The significance of the results of this study is as follows. First, in general, it is easy to observe abnormalities in Aα and Aβ fibers, which are large-diameter myelinated motor nerve fibers, when performing NCS. However, the disadvantage is that it does not reflect the lesions of small nerve fibers, such as Aδ and C fibers [
30]. In children, because movement disorders and the involvement of motor nerves appear relatively early and severely, NCS can be useful because NCS preferentially represents motor nerve lesions, which are large nerve fibers. Further, this study analyzed the cumulative incidence of VIPN according to the cumulative dose of vincristine and the electrophysiological characteristics of pediatric VIPN. Based on these data, it is more meaningful to closely monitor the patient’s condition when vincristine is administered in the cumulative dose range, in which the risk of VIPN is increased, and to suggest an appropriate period to conduct an NCS.
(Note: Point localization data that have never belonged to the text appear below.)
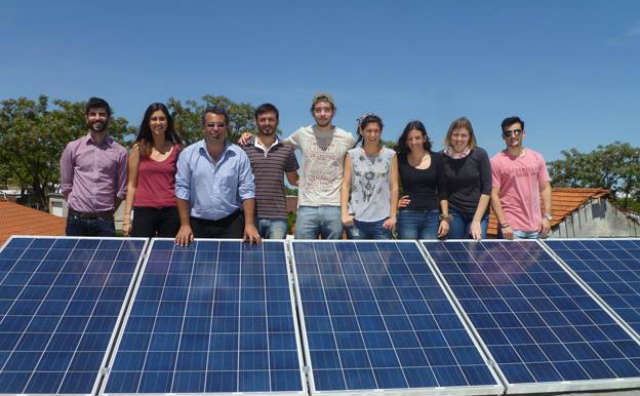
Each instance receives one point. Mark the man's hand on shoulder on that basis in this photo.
(184, 236)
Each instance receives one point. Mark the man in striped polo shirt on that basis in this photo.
(270, 159)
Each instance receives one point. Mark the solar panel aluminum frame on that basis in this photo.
(118, 327)
(497, 389)
(540, 387)
(130, 307)
(586, 286)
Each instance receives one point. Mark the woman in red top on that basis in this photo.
(151, 177)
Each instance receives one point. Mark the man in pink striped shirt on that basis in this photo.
(93, 175)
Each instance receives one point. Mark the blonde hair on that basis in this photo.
(462, 122)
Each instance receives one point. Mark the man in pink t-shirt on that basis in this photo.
(520, 179)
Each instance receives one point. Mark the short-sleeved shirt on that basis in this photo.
(214, 189)
(425, 187)
(155, 187)
(269, 166)
(370, 188)
(519, 180)
(93, 175)
(467, 179)
(322, 164)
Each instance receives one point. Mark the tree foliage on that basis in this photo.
(33, 136)
(188, 117)
(615, 166)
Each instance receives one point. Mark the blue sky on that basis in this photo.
(571, 69)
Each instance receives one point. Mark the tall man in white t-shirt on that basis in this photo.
(323, 147)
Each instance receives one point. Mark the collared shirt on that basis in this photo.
(269, 166)
(214, 189)
(93, 175)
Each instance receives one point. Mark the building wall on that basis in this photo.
(597, 218)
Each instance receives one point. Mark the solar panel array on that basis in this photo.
(60, 301)
(610, 267)
(216, 316)
(541, 327)
(375, 317)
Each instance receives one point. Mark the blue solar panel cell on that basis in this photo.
(60, 299)
(611, 268)
(375, 317)
(539, 325)
(212, 317)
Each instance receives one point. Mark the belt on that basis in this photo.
(107, 214)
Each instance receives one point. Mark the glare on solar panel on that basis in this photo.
(214, 317)
(60, 301)
(374, 317)
(544, 331)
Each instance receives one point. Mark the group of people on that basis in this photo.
(215, 188)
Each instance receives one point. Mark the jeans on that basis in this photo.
(272, 228)
(152, 222)
(314, 220)
(97, 226)
(460, 227)
(371, 230)
(418, 224)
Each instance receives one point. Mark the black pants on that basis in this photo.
(231, 226)
(152, 222)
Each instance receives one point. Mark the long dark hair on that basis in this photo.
(402, 149)
(145, 138)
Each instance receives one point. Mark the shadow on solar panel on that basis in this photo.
(60, 303)
(374, 317)
(544, 330)
(214, 317)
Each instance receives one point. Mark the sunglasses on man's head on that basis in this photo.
(512, 132)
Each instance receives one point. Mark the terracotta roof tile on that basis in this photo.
(564, 200)
(16, 219)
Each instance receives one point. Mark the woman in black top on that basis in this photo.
(423, 185)
(468, 174)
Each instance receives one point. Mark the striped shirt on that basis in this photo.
(269, 166)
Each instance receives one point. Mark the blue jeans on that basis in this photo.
(272, 228)
(418, 224)
(371, 230)
(314, 220)
(98, 226)
(460, 227)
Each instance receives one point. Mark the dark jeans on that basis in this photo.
(96, 226)
(371, 230)
(152, 222)
(231, 226)
(460, 227)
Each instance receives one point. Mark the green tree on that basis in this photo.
(615, 166)
(188, 116)
(33, 136)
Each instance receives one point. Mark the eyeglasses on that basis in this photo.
(513, 132)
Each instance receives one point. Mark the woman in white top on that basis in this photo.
(371, 178)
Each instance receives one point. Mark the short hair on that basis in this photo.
(402, 148)
(265, 108)
(510, 121)
(462, 122)
(94, 103)
(219, 110)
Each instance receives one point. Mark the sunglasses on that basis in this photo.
(513, 132)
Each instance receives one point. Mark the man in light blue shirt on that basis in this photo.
(214, 185)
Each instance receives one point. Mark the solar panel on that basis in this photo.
(545, 332)
(610, 267)
(376, 318)
(60, 302)
(214, 317)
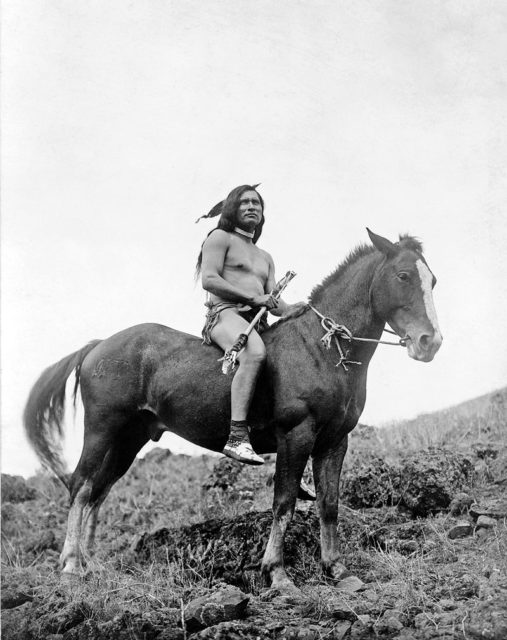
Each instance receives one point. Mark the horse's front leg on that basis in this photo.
(327, 466)
(293, 451)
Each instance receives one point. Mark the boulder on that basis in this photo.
(224, 605)
(425, 482)
(460, 504)
(485, 522)
(430, 479)
(231, 550)
(461, 529)
(370, 482)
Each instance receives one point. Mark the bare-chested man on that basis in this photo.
(238, 277)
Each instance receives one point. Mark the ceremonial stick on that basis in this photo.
(230, 356)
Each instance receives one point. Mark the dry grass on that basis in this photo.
(170, 494)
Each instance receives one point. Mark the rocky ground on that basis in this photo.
(423, 534)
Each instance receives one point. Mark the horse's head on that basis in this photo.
(401, 295)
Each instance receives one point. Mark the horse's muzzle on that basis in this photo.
(424, 347)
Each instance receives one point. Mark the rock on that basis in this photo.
(15, 489)
(430, 479)
(231, 549)
(485, 522)
(12, 598)
(486, 449)
(226, 604)
(342, 611)
(16, 622)
(371, 482)
(391, 621)
(40, 541)
(496, 509)
(404, 538)
(460, 504)
(350, 584)
(425, 482)
(341, 630)
(460, 530)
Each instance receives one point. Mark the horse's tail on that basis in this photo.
(45, 409)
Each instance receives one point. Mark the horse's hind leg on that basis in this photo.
(292, 456)
(106, 457)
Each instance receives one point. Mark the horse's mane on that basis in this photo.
(405, 242)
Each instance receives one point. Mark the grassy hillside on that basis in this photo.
(419, 582)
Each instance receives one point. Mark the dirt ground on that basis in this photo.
(423, 534)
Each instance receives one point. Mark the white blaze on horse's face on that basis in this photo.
(423, 333)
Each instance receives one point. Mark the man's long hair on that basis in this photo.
(229, 218)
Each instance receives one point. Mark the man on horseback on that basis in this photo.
(239, 277)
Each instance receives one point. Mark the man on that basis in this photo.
(239, 277)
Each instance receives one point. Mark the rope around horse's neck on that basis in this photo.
(336, 331)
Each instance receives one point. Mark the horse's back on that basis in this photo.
(122, 368)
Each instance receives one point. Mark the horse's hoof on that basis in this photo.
(70, 578)
(305, 492)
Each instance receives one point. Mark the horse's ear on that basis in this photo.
(384, 245)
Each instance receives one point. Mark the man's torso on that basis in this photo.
(245, 266)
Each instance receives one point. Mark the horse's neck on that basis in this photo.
(347, 298)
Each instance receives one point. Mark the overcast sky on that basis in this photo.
(125, 121)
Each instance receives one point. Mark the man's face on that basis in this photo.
(249, 210)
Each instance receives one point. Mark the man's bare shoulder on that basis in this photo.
(266, 255)
(217, 239)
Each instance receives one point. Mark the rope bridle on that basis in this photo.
(336, 331)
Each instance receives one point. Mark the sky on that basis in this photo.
(123, 122)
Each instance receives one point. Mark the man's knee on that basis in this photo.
(255, 354)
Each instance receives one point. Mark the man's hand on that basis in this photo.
(293, 310)
(266, 300)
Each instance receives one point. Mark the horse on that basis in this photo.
(150, 378)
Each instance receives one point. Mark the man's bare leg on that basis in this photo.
(225, 333)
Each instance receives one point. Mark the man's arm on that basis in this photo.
(214, 252)
(283, 309)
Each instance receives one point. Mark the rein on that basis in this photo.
(337, 331)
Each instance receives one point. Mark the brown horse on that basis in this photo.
(150, 378)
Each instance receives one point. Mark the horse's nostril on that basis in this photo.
(424, 341)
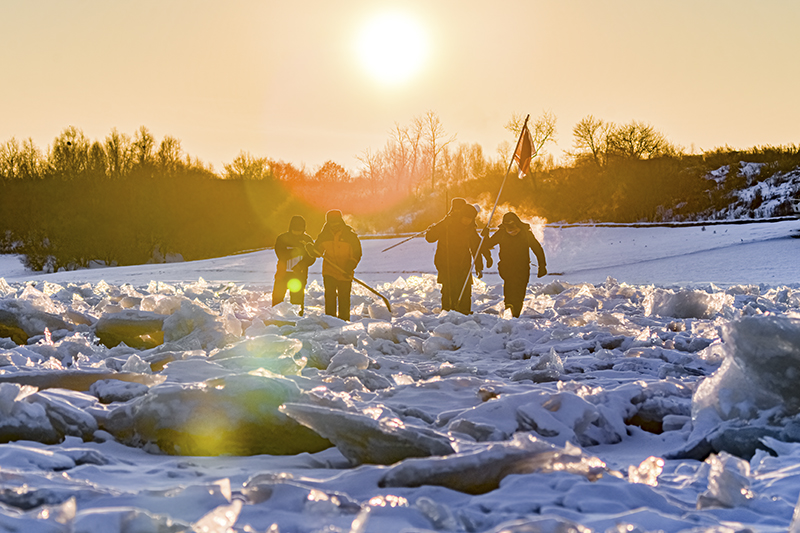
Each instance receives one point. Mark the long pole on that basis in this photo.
(384, 298)
(494, 208)
(421, 233)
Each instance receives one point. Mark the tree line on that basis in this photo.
(130, 199)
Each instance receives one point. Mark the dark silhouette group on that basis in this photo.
(460, 249)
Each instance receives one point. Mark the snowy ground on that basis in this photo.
(648, 386)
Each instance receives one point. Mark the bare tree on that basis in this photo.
(98, 161)
(590, 138)
(543, 130)
(118, 153)
(247, 167)
(332, 172)
(69, 154)
(637, 140)
(433, 133)
(169, 156)
(143, 147)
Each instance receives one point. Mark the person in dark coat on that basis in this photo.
(340, 249)
(457, 241)
(293, 262)
(516, 240)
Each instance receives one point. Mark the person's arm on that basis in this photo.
(357, 252)
(434, 232)
(283, 251)
(309, 258)
(538, 251)
(477, 251)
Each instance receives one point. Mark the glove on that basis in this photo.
(542, 271)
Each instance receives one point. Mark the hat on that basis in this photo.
(469, 211)
(297, 223)
(333, 216)
(511, 218)
(457, 204)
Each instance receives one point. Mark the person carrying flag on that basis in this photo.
(457, 242)
(293, 263)
(516, 240)
(340, 249)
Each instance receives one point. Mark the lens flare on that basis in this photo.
(294, 285)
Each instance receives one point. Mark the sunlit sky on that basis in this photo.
(294, 80)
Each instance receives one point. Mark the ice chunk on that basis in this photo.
(731, 394)
(136, 364)
(647, 472)
(102, 520)
(364, 439)
(482, 469)
(137, 329)
(114, 390)
(232, 415)
(685, 303)
(220, 520)
(21, 419)
(194, 324)
(767, 348)
(67, 411)
(349, 357)
(272, 352)
(728, 483)
(20, 319)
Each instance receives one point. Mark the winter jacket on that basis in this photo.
(456, 244)
(342, 249)
(292, 253)
(514, 252)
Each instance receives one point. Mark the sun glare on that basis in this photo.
(392, 48)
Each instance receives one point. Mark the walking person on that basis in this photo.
(516, 240)
(294, 259)
(457, 241)
(340, 249)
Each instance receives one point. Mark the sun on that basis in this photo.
(392, 47)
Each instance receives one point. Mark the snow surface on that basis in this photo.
(647, 386)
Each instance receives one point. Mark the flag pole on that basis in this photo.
(494, 208)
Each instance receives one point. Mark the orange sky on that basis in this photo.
(284, 79)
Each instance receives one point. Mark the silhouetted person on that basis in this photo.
(340, 249)
(293, 262)
(457, 241)
(516, 240)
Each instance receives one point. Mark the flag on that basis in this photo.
(524, 151)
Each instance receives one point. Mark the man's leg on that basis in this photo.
(330, 295)
(298, 297)
(514, 288)
(279, 288)
(344, 299)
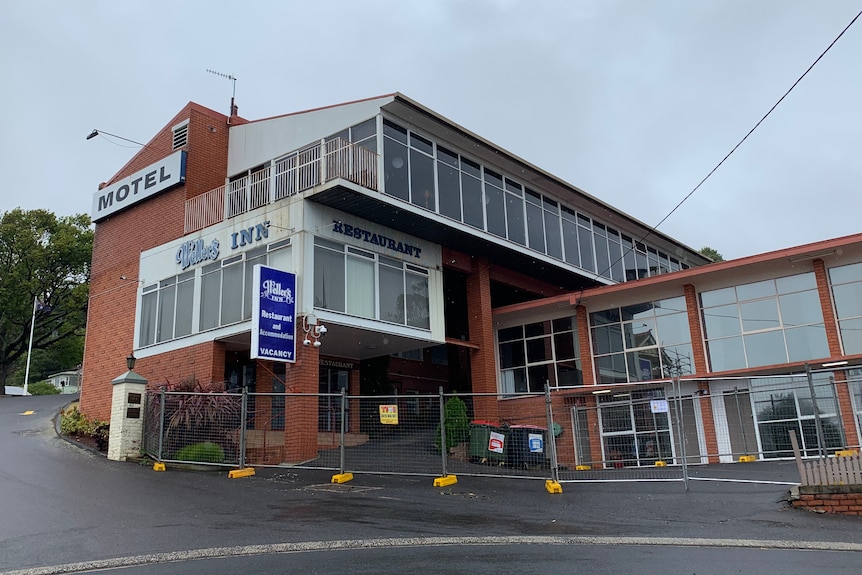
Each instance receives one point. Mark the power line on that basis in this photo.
(766, 115)
(724, 159)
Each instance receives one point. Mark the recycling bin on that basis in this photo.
(527, 446)
(488, 442)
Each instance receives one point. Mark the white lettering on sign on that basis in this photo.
(273, 291)
(155, 178)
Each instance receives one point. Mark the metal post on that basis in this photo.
(342, 455)
(161, 425)
(821, 447)
(242, 417)
(552, 440)
(681, 428)
(30, 345)
(443, 432)
(741, 423)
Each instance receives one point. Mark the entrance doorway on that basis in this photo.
(241, 372)
(332, 381)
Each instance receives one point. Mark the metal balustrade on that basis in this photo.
(333, 159)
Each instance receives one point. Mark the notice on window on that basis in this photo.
(389, 414)
(496, 442)
(658, 405)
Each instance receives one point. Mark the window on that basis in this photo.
(381, 287)
(437, 178)
(642, 342)
(779, 408)
(166, 309)
(632, 434)
(538, 353)
(847, 293)
(764, 323)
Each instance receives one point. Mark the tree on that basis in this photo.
(711, 253)
(46, 258)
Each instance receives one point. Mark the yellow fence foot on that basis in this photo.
(552, 486)
(234, 473)
(444, 481)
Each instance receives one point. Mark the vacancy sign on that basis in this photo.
(496, 442)
(389, 414)
(273, 310)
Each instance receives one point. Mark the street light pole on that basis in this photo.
(30, 346)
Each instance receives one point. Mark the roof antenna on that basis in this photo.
(233, 108)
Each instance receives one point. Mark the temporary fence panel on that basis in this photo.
(627, 436)
(200, 428)
(753, 417)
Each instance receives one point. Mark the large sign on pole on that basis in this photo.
(273, 330)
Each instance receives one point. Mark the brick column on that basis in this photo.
(582, 325)
(833, 338)
(353, 416)
(482, 363)
(698, 347)
(301, 413)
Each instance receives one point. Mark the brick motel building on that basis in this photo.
(414, 239)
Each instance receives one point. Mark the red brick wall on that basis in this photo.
(482, 363)
(846, 503)
(583, 326)
(300, 426)
(833, 337)
(152, 222)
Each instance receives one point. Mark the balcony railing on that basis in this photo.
(285, 177)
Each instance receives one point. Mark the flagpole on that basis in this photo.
(30, 347)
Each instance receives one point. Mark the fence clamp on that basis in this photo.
(552, 486)
(445, 481)
(245, 472)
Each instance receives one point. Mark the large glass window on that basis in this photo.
(538, 353)
(642, 342)
(381, 288)
(167, 307)
(764, 323)
(633, 433)
(847, 293)
(419, 170)
(779, 408)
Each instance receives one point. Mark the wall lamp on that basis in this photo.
(95, 133)
(313, 329)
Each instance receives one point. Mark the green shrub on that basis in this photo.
(204, 452)
(456, 421)
(73, 422)
(42, 388)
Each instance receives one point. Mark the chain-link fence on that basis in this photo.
(434, 435)
(642, 432)
(201, 428)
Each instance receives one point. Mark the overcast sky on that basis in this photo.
(632, 101)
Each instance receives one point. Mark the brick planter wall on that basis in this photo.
(841, 499)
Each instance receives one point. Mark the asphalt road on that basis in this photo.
(65, 509)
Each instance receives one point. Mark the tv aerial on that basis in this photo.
(232, 78)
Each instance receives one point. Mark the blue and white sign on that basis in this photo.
(154, 179)
(537, 445)
(273, 331)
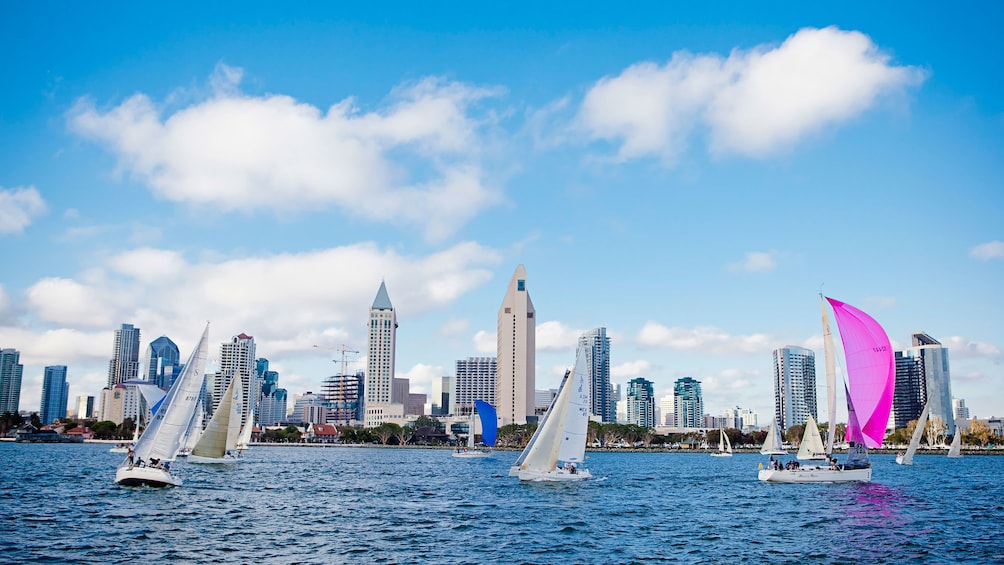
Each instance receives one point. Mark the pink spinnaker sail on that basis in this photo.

There are several limitations in this study. First, the pediatric patients with ALL in this study were treated with the AALL0331 protocol in twenty patients, the AALL0232 protocol in seven patients, the AALL0434 protocol in two patients, and the CCG1961 protocol in one patient. These are the protocols for multi-drug combination chemotherapy. In addition to vincristine, drugs, such as dexamethasone, 6-mercaptopurine, methotrexate, doxorubicin, and asparaginase, were also used concomitantly. Therefore, it is difficult to conclude that peripheral neuropathy as a side effect was caused only by vincristine. However, looking at the typical side effects according to the mechanism of action of each drug, confined to the neuromuscular system, dexamethasone can cause myopathy, methotrexate is toxic to the central nervous system, and doxorubicin is known to cause cardiomyopathy. It is universally known that the main side effect of vincristine is peripheral neuropathy, even within the appropriate therapeutic dose [
17]. Many drugs can cause peripheral neuropathy, including vinorelbine, vinblastine, carboplatin, cisplatin, paclitaxel, docetaxel and cabazitaxel. However, the protocols for AALL0331, AALL0232, AALL0434 and CCG1961, which were performed in the treatment of ALL in this study, did not use drugs other than these vincristines, so the effects of drugs other than vincristine were not considered. Based on this theoretical background, it was judged that vincristine had a dominant effect on the development of peripheral neuropathy compared to the other drugs used concomitantly. Therefore, in this study, the electrophysiological characteristics of chemotherapy-induced peripheral neuropathy were analyzed by limiting the effect of vincristine only. In follow-up studies, it is necessary to further analyze the results of interactions with other drugs. Second, this study retrospectively analyzed NCS data from children who showed symptoms of peripheral neuropathy while receiving chemotherapy. Asymptomatic VIPN patients were not included in our study. If they were included, the results of our study might have been different. Therefore, for an accurate analysis of VIPN incidence according to cumulative dose, analyses of data from an NCS performed regularly, regardless of neurological symptoms, are required. Therefore, it is necessary to set a certain cumulative dose or time interval and conduct the test at an appropriate time. If a prospective study that supplements these limitations is undertaken in the future, more meaningful results may be obtained. Third, it would be better if additional studies were conducted on the changes in NCS results or improvement in neurological symptoms in children whose vincristine dose was adjusted after the diagnosis of VIPN.